[ A copy of a column I wrote for SAGE-AU newsletter ]
This month, I’m going to talk about getting the most out of the hardware and software that your organisation has paid for. For those of you who don’t use NT, you may find the first bit of my column useful. It contains a few suggestions for performance tweaking networks, and this stuff works regardless of platform.
Many of you will have noticed that Microsoft funded a Mindcraft white paper purporting that NT is considerably faster than Linux on the same hardware for file (2.5x) and web (3.7x) serving purposes. I’m not going to defend that white paper, as I feel that it is massively flawed.
However, I am going to point out that Mindcraft have not only done a favour to the Linux, Apache and Samba developer communities (by pointing out easily rectified flaws), they’ve done a massive favour to NT administrators as well. How? By documenting in the one place exactly what settings you need to tune NT for the fastest possible speed. This information is spread over TechNet and the resource kits, and to a certain extent third party publications like Windows NT Magazine.
Infrastructure First
The tweaks contained in the Mindcraft document will not help at all if you don’t have the appropriate infrastructure to support your network. There’s no point in getting an extra 5% from an individual server/client combo if your network or network services sucks. In many cases, paying attention to your network will get you more of a boost than any amount of performance tweaking on your servers.
First off, try to determine overall network utilisation, particularly in server segments. 0-10% is good, 10-30% is average, 30-72% requires some thought about partitioning traffic or switching, and over 72% requires help from a professional.
Fix the low-level problems first. Use a network sniffer to see if any of your subnets are suffering from excessive jabber and other technical faults. Don’t daisy chain hubs.
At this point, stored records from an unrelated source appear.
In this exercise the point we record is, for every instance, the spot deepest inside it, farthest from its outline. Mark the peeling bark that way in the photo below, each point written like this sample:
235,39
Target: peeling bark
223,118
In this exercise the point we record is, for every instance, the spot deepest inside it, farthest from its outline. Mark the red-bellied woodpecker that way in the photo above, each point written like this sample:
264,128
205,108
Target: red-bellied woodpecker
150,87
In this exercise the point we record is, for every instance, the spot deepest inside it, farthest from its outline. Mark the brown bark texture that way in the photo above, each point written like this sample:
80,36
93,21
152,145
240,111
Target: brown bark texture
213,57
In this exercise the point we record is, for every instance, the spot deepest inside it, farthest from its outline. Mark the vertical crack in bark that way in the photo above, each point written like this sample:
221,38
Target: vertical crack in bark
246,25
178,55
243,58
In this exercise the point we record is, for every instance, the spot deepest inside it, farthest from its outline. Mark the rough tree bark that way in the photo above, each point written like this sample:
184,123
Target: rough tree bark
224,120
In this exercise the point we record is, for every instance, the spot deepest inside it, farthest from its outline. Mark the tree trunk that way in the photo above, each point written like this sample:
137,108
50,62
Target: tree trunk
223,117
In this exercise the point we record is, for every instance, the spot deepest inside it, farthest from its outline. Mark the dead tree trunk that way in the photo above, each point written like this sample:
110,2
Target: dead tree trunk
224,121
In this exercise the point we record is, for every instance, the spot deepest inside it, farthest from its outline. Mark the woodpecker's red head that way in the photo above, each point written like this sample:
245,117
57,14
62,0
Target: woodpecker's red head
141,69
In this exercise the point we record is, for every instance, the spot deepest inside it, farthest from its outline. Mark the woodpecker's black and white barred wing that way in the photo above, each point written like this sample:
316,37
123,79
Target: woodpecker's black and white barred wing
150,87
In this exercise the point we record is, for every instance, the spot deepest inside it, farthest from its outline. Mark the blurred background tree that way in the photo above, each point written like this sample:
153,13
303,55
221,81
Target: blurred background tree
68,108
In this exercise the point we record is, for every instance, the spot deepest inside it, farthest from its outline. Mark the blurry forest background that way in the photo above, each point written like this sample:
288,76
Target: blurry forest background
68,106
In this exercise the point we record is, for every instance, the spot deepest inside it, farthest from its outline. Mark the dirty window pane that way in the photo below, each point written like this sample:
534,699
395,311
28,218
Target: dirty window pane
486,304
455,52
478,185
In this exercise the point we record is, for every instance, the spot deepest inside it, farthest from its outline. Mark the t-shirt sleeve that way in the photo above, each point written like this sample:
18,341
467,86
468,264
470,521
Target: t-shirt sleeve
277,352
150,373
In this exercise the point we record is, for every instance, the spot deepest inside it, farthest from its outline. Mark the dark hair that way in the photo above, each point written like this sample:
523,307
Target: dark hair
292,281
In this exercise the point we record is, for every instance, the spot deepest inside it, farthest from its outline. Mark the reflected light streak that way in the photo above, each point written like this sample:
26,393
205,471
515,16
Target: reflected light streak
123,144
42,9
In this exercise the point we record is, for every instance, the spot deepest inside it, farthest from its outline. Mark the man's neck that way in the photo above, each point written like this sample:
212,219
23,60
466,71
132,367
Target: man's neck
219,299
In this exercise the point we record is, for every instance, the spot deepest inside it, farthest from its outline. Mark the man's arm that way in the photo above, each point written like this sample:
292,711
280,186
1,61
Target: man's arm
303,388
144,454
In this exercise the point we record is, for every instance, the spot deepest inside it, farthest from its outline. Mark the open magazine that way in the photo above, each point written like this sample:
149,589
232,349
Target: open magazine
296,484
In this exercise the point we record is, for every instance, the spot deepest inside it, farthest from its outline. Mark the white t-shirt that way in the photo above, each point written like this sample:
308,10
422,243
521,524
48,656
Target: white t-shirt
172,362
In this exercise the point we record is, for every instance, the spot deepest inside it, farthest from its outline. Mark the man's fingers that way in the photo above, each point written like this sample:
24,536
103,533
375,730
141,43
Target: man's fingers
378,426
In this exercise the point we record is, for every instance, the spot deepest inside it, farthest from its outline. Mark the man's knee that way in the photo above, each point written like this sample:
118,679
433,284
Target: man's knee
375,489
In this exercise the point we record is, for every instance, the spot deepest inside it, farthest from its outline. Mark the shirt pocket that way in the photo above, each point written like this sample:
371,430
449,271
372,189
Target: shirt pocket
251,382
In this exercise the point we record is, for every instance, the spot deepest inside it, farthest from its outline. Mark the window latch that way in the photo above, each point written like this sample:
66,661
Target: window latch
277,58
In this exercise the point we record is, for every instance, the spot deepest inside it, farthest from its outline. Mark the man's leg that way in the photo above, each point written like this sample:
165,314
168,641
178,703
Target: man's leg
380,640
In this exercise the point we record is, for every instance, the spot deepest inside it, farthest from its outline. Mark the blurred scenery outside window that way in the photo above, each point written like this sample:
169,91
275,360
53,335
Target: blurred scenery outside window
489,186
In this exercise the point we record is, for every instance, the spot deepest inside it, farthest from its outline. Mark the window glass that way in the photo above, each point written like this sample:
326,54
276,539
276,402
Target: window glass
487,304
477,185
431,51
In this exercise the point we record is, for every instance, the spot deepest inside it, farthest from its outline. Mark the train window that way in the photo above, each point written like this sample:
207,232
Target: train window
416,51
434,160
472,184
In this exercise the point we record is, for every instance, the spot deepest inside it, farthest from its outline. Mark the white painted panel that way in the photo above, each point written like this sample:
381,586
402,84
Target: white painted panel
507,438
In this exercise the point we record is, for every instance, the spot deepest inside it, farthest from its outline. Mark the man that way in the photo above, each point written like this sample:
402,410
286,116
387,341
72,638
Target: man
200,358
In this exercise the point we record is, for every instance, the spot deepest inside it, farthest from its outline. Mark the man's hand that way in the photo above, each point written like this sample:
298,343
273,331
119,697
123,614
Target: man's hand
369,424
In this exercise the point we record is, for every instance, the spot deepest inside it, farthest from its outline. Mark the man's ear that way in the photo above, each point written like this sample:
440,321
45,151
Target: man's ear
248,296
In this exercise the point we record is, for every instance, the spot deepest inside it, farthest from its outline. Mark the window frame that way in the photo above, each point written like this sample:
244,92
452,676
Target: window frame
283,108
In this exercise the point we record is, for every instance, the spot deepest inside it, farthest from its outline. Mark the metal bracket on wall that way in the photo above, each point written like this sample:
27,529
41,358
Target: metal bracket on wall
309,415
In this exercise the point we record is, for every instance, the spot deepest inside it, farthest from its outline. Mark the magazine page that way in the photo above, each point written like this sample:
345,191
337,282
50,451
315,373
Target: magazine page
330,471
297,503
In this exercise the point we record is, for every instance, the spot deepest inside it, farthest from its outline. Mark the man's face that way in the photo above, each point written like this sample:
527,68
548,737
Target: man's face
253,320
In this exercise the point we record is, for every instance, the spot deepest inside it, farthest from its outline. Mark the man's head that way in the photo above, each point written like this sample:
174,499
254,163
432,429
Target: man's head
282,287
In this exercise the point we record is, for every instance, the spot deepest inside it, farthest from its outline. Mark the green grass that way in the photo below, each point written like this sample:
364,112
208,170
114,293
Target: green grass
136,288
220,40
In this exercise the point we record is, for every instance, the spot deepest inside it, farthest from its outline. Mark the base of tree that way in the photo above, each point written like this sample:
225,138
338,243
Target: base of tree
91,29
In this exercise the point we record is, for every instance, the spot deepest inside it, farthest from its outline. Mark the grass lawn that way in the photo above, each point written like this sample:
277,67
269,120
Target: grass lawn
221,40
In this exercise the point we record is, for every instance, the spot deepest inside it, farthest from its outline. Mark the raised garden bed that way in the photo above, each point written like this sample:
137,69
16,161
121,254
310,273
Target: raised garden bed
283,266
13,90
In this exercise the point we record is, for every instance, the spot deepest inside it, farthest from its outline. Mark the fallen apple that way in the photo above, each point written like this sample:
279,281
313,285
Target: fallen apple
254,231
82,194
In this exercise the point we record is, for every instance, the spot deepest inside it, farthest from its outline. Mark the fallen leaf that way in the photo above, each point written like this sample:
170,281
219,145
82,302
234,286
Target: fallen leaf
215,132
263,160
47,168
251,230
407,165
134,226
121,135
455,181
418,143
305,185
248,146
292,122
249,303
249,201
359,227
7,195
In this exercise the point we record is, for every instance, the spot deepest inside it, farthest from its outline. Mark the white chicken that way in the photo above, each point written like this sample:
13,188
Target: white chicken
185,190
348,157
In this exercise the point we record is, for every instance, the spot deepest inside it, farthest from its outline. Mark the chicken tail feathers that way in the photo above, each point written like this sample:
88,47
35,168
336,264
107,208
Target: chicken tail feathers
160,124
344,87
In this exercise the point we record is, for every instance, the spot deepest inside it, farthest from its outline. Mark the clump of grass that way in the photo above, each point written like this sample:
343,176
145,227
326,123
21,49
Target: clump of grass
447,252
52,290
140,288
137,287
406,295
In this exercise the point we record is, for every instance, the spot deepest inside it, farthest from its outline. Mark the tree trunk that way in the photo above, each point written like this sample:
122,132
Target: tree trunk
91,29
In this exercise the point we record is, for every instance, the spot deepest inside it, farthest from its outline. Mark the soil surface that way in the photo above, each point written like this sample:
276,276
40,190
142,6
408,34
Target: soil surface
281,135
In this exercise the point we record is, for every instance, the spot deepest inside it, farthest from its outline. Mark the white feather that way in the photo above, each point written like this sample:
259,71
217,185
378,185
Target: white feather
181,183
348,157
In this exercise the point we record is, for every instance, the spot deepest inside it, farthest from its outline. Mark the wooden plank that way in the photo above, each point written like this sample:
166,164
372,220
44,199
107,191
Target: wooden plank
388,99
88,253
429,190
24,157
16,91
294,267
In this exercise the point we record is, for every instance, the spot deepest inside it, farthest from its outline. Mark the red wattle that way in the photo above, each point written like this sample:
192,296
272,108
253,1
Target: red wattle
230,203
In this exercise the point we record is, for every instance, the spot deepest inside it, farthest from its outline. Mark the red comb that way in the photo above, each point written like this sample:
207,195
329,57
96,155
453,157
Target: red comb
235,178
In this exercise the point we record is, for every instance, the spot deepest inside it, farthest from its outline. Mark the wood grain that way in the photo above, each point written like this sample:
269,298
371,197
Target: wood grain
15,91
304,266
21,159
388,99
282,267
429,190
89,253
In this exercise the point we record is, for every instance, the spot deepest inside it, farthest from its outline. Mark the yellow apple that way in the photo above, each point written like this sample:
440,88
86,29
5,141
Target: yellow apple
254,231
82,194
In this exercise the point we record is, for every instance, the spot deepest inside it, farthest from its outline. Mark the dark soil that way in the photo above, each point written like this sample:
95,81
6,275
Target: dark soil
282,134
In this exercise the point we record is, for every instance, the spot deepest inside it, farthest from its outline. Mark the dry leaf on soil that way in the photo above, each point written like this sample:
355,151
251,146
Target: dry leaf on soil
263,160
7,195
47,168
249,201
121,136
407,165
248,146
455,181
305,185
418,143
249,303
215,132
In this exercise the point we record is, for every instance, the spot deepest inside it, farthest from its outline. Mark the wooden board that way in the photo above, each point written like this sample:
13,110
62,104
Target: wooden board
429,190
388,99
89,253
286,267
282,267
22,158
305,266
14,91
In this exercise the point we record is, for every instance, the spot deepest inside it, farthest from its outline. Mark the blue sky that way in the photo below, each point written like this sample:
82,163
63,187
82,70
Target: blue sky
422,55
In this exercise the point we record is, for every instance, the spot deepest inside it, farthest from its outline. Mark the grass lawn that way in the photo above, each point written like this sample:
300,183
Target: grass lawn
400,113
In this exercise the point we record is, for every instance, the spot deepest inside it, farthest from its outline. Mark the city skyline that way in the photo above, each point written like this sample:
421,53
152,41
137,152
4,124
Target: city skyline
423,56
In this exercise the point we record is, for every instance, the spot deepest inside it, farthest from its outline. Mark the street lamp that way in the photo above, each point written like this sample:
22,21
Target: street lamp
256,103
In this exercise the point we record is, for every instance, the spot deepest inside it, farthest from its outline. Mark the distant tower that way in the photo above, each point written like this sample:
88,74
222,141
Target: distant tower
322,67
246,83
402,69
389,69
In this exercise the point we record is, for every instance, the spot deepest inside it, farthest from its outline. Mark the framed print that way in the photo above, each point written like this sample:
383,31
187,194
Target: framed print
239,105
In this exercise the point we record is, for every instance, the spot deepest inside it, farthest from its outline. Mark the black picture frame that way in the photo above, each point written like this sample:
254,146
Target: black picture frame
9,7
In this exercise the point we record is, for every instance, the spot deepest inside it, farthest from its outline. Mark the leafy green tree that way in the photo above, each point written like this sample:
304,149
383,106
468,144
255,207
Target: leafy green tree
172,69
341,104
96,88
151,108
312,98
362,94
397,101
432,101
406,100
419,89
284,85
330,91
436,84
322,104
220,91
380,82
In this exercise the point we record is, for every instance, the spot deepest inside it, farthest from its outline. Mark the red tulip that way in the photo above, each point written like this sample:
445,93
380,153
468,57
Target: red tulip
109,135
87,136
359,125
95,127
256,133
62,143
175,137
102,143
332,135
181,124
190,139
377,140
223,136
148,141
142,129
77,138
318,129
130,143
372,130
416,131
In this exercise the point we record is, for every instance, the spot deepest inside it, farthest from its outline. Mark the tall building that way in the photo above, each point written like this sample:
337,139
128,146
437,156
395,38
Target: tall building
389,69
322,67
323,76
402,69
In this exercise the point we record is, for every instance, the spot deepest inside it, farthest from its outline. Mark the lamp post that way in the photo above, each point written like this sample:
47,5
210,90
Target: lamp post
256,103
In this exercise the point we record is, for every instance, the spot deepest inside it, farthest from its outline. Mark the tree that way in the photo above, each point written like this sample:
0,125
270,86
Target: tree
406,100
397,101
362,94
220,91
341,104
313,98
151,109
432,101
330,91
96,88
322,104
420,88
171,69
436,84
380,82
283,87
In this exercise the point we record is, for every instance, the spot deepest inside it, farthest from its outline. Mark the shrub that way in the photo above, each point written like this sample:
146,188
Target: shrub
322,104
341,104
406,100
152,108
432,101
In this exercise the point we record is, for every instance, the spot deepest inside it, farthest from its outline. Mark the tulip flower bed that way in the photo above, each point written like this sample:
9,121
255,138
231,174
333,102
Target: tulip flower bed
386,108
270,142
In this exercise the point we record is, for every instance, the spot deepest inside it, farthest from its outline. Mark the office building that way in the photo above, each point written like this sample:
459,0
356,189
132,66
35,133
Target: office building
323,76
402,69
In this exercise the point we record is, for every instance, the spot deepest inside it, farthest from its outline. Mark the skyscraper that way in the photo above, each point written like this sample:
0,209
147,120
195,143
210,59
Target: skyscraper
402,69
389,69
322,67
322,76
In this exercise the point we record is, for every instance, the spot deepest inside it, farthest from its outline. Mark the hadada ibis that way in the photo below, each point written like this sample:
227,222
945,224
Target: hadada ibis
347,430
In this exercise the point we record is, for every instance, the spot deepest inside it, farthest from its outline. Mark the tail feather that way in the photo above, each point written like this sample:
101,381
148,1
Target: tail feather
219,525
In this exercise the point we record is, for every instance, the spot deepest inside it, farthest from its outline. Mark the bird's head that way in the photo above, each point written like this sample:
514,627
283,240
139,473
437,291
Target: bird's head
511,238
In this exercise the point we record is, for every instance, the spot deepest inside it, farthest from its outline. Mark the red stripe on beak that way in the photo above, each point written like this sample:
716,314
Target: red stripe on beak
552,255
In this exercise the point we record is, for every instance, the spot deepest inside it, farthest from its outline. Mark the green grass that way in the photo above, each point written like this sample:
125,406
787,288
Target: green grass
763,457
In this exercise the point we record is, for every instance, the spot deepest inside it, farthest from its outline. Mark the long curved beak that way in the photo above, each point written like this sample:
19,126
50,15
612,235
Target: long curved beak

Don’t exceed Ethernet cable distances (approximately 185 m for cat 5 10/100 cable). Try to avoid putting more than 24 nodes into the same collision domain if you are still using dumb hubs. Use good punchdown patch panels (like Krone) and shortish good quality patch leads.
Subnetting is the forgotten friend of network administrators. Don’t be profligate with subnetting. Just because your switch vendor says that you can have a 65,000 node subnet by using switching doesn’t mean you should. A single subnet for this many nodes would have massive broadcast and multicast packet storms, regardless of whether a switch was used or not. At a site I have worked at, they went through the entire 10.0.0.0/8 network just because they had a System™. When they wanted to connect to the outside world, they suddenly found that Telstra had already used part of this address space, and that NAT would be necessary to connection to the Internet via the Telstra managed firewall, limiting their options. Be realistic about expectations for growth. If you’re setting up an outlying office and it has 3 workstations, you don’t need to give the outlying office a 65,000 node network (or three, as this site did; one network for the router, one network for the three workstations, and one network for the printer. They wasted approximately 196,600 IP addresses at each of their 54 regional offices). By being parsimonious with subnetting, you can really reduce traffic and make your network management that much easier. You might need a few more router interfaces, but routers are getting cheaper, particularly routers with multiple 10/100 Mb/s interfaces.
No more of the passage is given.